In THE UNSEEN my main character, Los Angeles psychology professor Laurel MacDonald, has a precognitive dream that makes her aware that her fiancé is cheating on her. It shatters her life, of course, but also her whole sense of reality. She decides to take the “geographic cure” and moves to North Carolina to take a professorship at Duke, where she becomes obsessed with the long-buried files from the Rhine parapsychology department there.
Laurel is so out of place in the South that she’s a good observer, which makes her a perfect person to solve a mystery – but also, being in a strange new place with people who look at her as an outsider contributes to her sense of alienation and disorientation – a great undercurrent for a supernatural thriller.

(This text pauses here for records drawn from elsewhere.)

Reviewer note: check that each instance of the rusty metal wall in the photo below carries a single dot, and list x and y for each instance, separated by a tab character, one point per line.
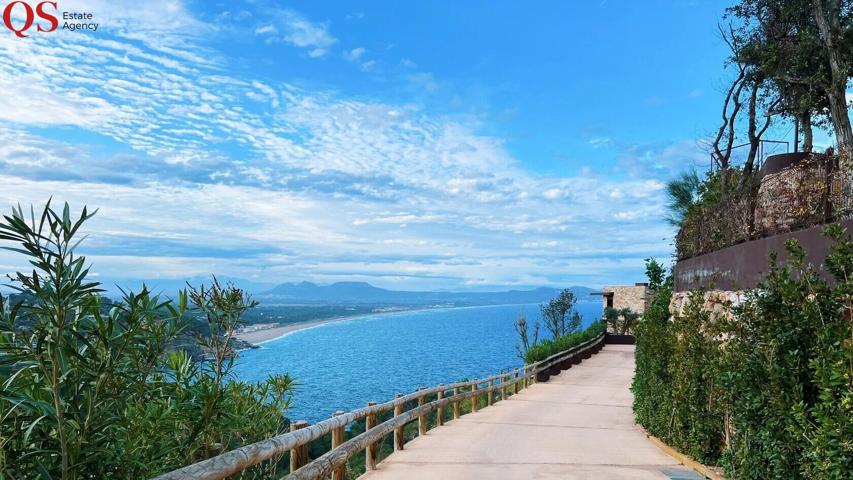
743	266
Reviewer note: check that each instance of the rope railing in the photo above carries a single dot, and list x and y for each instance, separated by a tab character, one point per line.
334	461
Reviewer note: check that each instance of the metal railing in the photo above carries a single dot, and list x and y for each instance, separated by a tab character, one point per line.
334	462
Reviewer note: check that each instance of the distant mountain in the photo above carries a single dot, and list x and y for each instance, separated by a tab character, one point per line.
365	293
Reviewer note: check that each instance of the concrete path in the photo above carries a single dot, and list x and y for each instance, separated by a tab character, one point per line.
578	425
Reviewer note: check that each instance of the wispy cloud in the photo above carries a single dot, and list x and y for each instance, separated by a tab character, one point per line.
198	170
291	27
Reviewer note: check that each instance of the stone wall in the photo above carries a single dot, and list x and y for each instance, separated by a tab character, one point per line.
635	297
718	302
806	193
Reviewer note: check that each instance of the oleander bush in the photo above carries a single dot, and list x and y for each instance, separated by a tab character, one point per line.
766	392
96	389
546	348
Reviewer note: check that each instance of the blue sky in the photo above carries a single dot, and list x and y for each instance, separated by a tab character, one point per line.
417	145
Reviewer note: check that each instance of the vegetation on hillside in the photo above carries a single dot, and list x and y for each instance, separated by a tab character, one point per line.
97	390
562	322
551	346
766	392
791	61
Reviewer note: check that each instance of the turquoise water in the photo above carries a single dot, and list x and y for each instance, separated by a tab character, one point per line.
343	365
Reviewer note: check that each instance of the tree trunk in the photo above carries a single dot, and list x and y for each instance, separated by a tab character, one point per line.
828	18
805	120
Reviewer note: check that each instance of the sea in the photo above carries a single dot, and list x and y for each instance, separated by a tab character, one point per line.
344	364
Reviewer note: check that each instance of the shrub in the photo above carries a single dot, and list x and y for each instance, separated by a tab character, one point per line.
546	348
767	392
95	389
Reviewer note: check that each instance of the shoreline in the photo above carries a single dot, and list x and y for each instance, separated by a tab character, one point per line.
259	337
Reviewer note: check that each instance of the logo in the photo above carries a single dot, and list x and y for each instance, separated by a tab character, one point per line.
30	15
19	16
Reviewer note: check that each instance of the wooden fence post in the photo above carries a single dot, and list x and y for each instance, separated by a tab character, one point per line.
456	412
370	452
421	417
399	439
298	455
440	412
337	439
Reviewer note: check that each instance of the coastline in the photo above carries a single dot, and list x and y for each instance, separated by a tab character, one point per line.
259	337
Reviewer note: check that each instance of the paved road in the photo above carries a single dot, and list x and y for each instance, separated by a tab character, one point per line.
578	425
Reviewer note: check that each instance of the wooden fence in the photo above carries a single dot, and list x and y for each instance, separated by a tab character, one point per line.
333	463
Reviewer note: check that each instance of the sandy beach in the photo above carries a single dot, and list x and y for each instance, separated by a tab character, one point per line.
260	336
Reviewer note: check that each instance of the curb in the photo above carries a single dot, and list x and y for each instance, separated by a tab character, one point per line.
682	458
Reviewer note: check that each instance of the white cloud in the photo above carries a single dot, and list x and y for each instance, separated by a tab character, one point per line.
355	54
293	28
293	183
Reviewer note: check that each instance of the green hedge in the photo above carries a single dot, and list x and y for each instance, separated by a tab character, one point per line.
546	348
766	393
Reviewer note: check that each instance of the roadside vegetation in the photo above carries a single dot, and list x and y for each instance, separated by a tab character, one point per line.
765	391
102	389
562	324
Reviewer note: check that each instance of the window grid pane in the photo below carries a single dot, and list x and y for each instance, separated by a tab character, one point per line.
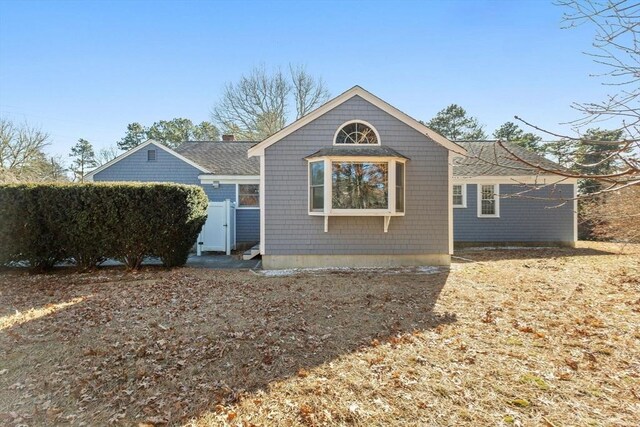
457	195
249	195
399	187
360	185
317	186
356	133
488	206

All that traveling also prepared me for the author’s life – although I never would have known that going in. I don’t think anyone can possibly realize how much traveling is required of an author: the conventions, the book signings, the workshop gigs. It’s a wonderful gypsy life – you go to different cities every year for Bouchercon, Left Coast Crime, Book Expo America, the Public Library Association conference, Thrillerfest, Malice Domestic, Romantic Times – and all your friends are there, including your agent and editor, so you end up doing business in all these different cities. It’s a huge traveling circus, really.
And it helps me with dreaded book promotion that I have no problem jumping in the car and driving all over the state – any state – to stop in at bookstores and sign stock. I’d prefer to be driven, but driving itself is relaxing to me, and a welcome break from writing, so I find it a great balance – exhausting, I won’t lie about that, but also rejuvenating.
I don’t panic if I get lost, I don’t worry when little things go wrong, and I really do end up enjoying the ride. And I never, ever forget how lucky I am: I always wanted the kind of life that would take me to new places all the time, and now, well, I’ve got it – in spades.
Thanks for having me, Kaye, and I hope I see you all on the road!